►A contramano del mundo: el colapso del sistema ferroviario argentino

Un crítico análisis sobre el desmantelamiento de los trenes en Argentina expone cómo las principales potencias mundiales sustentan su competitividad en el transporte ferroviario, mientras el país encarece su logística dependiendo exclusivamente de camiones.

Lectura exprés

  • ¿Qué sucedió?
    Se reabrió el debate sobre el retraso logístico argentino frente a los países desarrollados debido al abandono sistemático de su red ferroviaria.
  • ¿Quiénes son los protagonistas?
    El análisis periodístico de José Viñuela (#CiberPeriodismo) contrastando la matriz de transporte internacional con la realidad de las cargas en Argentina.
  • ¿Cuándo ocurrió?
    En agosto de 2026, a través de una cobertura testimonial directa desde el exterior.
  • ¿Dónde fue?
    El contraste se plantea entre los corredores ferroviarios de carga del mundo desarrollado y las rutas de la República Argentina.
  • ¿Cómo se produjo?
    Mediante sucesivas políticas de desinversión, privatizaciones fallidas y presiones sectoriales que sustituyeron los trenes por el flete en camiones.
  • ¿Por qué es importante?
    Porque el costo del flete terrestre incide de manera directa en el precio final de los bienes, la competitividad de las exportaciones y el deterioro vial.
  • ¿Qué consecuencias/investigación hay?
    Pérdida sostenida de competitividad económica, encarecimiento de la producción regional y saturación de las rutas nacionales.

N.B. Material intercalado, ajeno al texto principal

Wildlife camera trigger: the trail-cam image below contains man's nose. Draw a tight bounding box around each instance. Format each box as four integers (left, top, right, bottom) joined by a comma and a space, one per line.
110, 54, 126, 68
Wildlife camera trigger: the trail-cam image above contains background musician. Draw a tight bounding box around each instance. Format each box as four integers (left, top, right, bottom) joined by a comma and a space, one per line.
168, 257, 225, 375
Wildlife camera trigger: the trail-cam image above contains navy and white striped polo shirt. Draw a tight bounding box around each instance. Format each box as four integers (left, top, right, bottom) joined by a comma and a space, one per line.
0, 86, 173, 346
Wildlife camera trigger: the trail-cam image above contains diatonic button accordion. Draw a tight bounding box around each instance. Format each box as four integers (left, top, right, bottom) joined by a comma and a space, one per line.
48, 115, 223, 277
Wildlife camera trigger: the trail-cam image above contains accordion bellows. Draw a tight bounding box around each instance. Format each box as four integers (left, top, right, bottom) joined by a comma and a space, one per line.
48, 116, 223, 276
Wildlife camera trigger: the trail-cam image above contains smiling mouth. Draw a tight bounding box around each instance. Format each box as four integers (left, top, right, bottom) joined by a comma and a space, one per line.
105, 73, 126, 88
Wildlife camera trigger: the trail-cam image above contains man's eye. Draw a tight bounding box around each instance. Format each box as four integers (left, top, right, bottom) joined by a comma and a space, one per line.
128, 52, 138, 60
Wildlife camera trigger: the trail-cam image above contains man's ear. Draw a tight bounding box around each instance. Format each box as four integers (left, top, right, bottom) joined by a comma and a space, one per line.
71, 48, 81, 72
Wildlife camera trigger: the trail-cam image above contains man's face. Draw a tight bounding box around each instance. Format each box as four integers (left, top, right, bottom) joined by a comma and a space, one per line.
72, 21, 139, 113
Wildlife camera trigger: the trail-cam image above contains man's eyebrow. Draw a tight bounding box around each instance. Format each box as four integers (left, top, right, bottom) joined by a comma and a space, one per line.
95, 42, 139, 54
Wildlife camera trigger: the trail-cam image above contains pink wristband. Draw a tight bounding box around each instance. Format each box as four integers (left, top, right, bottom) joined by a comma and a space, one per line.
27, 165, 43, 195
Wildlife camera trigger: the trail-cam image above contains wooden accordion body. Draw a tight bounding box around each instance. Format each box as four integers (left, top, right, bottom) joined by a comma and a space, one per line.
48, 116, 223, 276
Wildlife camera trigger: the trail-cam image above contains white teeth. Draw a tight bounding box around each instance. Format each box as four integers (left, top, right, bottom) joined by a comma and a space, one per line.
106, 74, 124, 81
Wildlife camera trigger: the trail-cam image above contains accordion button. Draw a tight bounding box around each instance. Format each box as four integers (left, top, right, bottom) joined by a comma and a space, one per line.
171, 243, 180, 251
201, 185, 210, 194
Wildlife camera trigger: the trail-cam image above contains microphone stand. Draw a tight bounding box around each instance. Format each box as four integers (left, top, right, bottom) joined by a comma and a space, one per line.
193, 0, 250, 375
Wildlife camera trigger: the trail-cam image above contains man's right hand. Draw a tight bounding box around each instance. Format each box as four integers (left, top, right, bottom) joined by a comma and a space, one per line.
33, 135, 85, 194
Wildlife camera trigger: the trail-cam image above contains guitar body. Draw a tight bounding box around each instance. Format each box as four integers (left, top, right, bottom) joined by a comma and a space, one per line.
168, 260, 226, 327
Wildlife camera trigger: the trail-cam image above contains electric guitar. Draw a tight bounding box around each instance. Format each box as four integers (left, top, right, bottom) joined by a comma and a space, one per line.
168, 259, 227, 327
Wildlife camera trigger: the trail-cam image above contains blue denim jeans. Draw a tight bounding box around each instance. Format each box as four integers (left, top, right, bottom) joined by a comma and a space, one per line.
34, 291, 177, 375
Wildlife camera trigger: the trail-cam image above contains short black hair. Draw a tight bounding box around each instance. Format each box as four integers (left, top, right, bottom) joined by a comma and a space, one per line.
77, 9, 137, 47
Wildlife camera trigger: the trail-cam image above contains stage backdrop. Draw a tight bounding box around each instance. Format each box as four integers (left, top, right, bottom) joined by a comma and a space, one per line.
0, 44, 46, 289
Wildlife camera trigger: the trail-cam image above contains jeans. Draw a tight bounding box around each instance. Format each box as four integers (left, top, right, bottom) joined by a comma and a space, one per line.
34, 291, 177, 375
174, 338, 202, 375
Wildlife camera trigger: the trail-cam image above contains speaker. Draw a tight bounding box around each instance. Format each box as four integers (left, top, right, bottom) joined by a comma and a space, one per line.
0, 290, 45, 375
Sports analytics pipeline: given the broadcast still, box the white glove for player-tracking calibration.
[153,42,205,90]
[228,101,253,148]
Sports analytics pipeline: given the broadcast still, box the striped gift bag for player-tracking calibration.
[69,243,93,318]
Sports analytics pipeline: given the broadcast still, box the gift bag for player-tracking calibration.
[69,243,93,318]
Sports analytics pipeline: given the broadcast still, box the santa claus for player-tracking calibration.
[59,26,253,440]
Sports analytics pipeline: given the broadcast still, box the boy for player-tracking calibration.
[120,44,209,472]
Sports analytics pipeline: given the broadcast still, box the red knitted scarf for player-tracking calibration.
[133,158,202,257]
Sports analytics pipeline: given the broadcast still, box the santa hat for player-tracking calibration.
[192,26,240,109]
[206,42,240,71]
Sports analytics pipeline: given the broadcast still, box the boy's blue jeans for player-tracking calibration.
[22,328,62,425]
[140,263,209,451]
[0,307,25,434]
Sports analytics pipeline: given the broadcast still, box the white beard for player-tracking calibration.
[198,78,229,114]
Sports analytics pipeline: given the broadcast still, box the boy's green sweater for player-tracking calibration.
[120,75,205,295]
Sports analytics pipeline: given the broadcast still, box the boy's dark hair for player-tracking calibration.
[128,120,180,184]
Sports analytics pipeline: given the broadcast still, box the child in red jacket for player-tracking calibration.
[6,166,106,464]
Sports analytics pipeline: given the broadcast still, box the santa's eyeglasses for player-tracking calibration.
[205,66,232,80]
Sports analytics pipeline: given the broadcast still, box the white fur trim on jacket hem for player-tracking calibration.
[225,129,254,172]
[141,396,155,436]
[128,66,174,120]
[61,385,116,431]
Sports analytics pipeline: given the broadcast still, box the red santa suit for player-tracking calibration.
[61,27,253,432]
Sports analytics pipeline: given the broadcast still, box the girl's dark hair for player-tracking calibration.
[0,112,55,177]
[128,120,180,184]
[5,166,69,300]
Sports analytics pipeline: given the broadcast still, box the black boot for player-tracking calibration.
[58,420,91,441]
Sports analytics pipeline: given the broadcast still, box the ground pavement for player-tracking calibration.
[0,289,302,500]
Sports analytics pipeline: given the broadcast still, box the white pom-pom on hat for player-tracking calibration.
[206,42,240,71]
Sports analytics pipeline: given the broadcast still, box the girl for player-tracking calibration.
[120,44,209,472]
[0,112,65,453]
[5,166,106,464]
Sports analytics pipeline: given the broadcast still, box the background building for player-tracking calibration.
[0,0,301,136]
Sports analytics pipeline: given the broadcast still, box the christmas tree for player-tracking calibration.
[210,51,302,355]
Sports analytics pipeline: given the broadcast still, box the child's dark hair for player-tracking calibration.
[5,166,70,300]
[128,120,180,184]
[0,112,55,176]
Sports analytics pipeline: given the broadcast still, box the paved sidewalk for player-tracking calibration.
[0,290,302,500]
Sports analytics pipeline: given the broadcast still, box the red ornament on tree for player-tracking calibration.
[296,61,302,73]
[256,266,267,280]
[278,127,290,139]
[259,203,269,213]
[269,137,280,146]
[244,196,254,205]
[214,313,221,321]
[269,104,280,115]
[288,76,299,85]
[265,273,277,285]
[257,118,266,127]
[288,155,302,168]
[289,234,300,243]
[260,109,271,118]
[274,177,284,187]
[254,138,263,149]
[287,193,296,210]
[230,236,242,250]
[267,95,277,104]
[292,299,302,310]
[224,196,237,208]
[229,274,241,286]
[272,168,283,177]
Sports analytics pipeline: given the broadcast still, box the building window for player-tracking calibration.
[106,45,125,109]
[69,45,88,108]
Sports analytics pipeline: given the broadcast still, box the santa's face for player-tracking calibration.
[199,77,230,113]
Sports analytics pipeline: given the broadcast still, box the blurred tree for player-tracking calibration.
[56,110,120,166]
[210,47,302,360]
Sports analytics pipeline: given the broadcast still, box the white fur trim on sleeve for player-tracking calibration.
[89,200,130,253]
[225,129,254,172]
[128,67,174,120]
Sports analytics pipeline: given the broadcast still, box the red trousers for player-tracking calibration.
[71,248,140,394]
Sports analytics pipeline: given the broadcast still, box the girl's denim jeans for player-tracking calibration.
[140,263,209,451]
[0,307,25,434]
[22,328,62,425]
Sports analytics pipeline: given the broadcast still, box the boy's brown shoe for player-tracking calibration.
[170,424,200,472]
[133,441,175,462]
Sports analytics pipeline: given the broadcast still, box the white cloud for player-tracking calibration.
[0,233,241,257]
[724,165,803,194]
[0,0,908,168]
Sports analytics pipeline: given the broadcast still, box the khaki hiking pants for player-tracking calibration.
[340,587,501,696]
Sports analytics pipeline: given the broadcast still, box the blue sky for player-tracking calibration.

La brecha logística: trenes versus camiones en el comercio global

El desarrollo económico y la competitividad de las naciones modernas están intrínsecamente ligados a la eficiencia y el costo de su infraestructura de transporte. En el plano internacional, los países con economías sólidas y extensiones territoriales de gran escala concentran el movimiento de bienes industriales, granos, insumos pesados y vehículos 0 km en masivas redes ferroviarias de carga. En contraste con este estándar global, la República Argentina transita un sendero inverso, habiendo desmantelado progresivamente su entramado de vías férreas para volcar la casi totalidad de su matriz logística a las rutas mediante camiones de media y larga distancia.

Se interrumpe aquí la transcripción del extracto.